Влюбилась она нечаянно и глупо, как это часто бывает в двадцать с небольшим. Почему он, а не другой? Почему именно этот черноволосый с наглым синим взглядом Ася объяснить не могла. Однажды она сидела на лекции позади него, он обернулся и попросил у нее ручку, она, отчего-то разволновавшись, отдала свою и до конца лекции тупо смотрела ему в спину, мысленно повторяя: «Ну, оглянись и попроси что-нибудь ещё, ручку или тетрадь, или просто так, оглянись!». Гипнотизёр из Аси вышел никакой, он больше не оглянулся и ничего не попросил, но девушка пропала, словно невидимый крючок цапнул то загадочное место, где возникает то странное волшебство, приносящее и радости, и горести – чего больше, никто не скажет. Лёня Акулов, так называлось Асино пристрастие, был питерцем, состоял в шумной, весёлой компании шутников и приколистов, любимцев девчонок всего потока и побочных ручьёв и речек. Прежде она и внимания на него не обращала, будучи платонически и теоретически, но мучительно влюблённой в великолепного энергичного актера БДТ, спектакли с участием которого планомерно посещала не по одному разу, выстаивая ночные очереди за билетами. Актер был талантлив, хорош собой, высок ростом – прекрасная мишень для грёз начитанной девушки, любительницы кино и театра. Синие же глаза Лёни Акулова нежданно-негаданно, а, возможно, наоборот, закономерно, пробили брешь в этой романтической броне, вызвав бурю чувств, мучивших Асю уже почти три месяца.
Глава 2. Гастингс. Woodcombe Drive – Переулок Лесной овраг
Шары высоких фонарей вяло рассеивали темноту, где-то рядом шумело море, точнее, пролив, обреченный принадлежать двум странам и потому носить двойное имя Ла-Манш – Английский. Или наоборот, кому как нравится. Задние огни автобуса, из которого я только что вышла на мокрый асфальт набережной, мелькнули за поворотом и пропали. Все стихло и замерло – ни живой души, лишь холодный ветер, дыхание воды, да удаляющийся шум одинокого мотора. Найдя под фонарем место посуше и посветлее, я пристроила туда чемодан и немного постояла, пытаясь успокоиться и выровнять сбившееся от волнения дыхание. Что могло случиться? Что помешало ему встретить меня? Еще вчера мы разговаривали по скайпу, и все казалось прекрасным. Или он встречал, но мы, по какому-то стечению обстоятельств, разошлись, не увидев друг друга? Это невозможно, ведь я почти час проторчала в терминале Гатвика, в зале встречающих, а он так и не появился. Если он аферист, то какой смысл в этой афере? Что можно получить с меня, немолодой женщины без гроша за душой? От иностранки из России? Либо что-то случилось, либо я совершила очередную жизненную глупость, причем глупость масштабную.

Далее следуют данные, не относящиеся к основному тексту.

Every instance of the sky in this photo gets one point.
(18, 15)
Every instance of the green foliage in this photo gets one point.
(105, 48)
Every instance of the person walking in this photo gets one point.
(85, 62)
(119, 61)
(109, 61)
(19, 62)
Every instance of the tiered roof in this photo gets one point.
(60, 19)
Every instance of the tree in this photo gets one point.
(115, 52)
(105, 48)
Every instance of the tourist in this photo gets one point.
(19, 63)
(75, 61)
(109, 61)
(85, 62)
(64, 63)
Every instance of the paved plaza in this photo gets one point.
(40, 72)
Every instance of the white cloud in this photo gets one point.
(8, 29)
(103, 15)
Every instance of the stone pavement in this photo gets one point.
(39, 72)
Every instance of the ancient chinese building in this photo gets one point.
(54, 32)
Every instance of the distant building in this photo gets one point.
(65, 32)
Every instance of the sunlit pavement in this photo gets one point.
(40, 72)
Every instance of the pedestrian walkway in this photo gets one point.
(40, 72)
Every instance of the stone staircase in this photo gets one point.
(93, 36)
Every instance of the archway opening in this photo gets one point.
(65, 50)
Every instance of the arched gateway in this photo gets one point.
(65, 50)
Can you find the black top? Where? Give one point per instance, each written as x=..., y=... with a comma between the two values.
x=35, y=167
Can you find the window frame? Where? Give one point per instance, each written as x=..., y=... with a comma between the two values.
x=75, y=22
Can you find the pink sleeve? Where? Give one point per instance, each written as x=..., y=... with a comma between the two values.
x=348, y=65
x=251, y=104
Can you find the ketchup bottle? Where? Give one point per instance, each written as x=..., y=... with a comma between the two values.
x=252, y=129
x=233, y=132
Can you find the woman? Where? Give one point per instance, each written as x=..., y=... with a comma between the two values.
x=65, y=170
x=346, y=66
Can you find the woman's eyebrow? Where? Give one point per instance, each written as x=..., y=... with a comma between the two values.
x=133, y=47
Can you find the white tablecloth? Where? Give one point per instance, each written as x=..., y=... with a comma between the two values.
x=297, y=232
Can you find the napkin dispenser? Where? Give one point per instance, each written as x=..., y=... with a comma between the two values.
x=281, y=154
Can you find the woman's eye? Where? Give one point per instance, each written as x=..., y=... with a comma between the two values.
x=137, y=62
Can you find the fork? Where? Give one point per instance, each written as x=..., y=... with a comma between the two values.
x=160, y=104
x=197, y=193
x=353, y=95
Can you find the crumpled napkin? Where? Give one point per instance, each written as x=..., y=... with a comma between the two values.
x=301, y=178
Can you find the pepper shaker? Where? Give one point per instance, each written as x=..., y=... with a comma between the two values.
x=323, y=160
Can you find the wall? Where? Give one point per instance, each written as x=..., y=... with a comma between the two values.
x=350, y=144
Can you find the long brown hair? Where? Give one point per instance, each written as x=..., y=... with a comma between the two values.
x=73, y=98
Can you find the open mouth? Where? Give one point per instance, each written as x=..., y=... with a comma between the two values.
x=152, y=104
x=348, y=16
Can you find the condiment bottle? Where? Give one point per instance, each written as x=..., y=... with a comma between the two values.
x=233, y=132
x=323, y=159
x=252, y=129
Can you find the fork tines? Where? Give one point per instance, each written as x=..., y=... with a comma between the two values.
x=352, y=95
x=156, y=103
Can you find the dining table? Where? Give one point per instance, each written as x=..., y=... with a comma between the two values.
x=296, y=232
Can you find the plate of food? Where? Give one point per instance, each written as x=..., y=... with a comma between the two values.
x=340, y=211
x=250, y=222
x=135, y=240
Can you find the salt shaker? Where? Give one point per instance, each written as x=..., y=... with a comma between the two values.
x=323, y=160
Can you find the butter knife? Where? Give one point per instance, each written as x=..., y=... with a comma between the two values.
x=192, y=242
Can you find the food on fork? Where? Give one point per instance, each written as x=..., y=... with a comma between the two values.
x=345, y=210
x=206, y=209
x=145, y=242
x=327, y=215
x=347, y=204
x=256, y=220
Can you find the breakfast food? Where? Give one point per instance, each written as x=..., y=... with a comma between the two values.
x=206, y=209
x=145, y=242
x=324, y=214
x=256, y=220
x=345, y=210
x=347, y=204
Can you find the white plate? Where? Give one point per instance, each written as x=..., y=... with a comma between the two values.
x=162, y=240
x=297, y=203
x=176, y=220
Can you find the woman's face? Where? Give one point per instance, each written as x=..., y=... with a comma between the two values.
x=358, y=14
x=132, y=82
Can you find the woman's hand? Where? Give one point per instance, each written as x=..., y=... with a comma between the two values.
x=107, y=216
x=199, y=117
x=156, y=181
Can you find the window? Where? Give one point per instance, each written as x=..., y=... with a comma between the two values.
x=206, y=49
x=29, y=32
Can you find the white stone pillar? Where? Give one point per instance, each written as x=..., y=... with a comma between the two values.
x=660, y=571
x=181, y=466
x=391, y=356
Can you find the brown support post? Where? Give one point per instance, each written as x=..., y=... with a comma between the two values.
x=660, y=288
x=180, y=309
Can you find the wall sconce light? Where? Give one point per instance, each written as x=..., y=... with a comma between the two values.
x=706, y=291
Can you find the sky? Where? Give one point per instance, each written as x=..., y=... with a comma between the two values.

Можно было предполагать, возмущаться, сокрушаться и прочая, но факт состоял в том, что я, зрелая женщина, покинула родную страну ради рискованного союза с английским подданным, Джеймсом Монтгомери, с которым познакомилась самым популярным способом двадцать первого века – по интернету, и теперь стояла в одиночестве на пустой набережной на берегу Английского пролива, не зная, что делать дальше.
Очередной порыв январского ветра добрался до моих несчастных костей и сподвиг на действие. Наручные часы показывали московскую половину десятого, значит, по Гринвичу – полседьмого. А город словно вымер. Ни машин, ни людей. Если я простою здесь, под фонарем, всю ночь, то к утру, в лучшем случае, схвачу воспаление легких, а в худшем – на набережной найдут мой хладный труп. Умирать мне вовсе не хотелось.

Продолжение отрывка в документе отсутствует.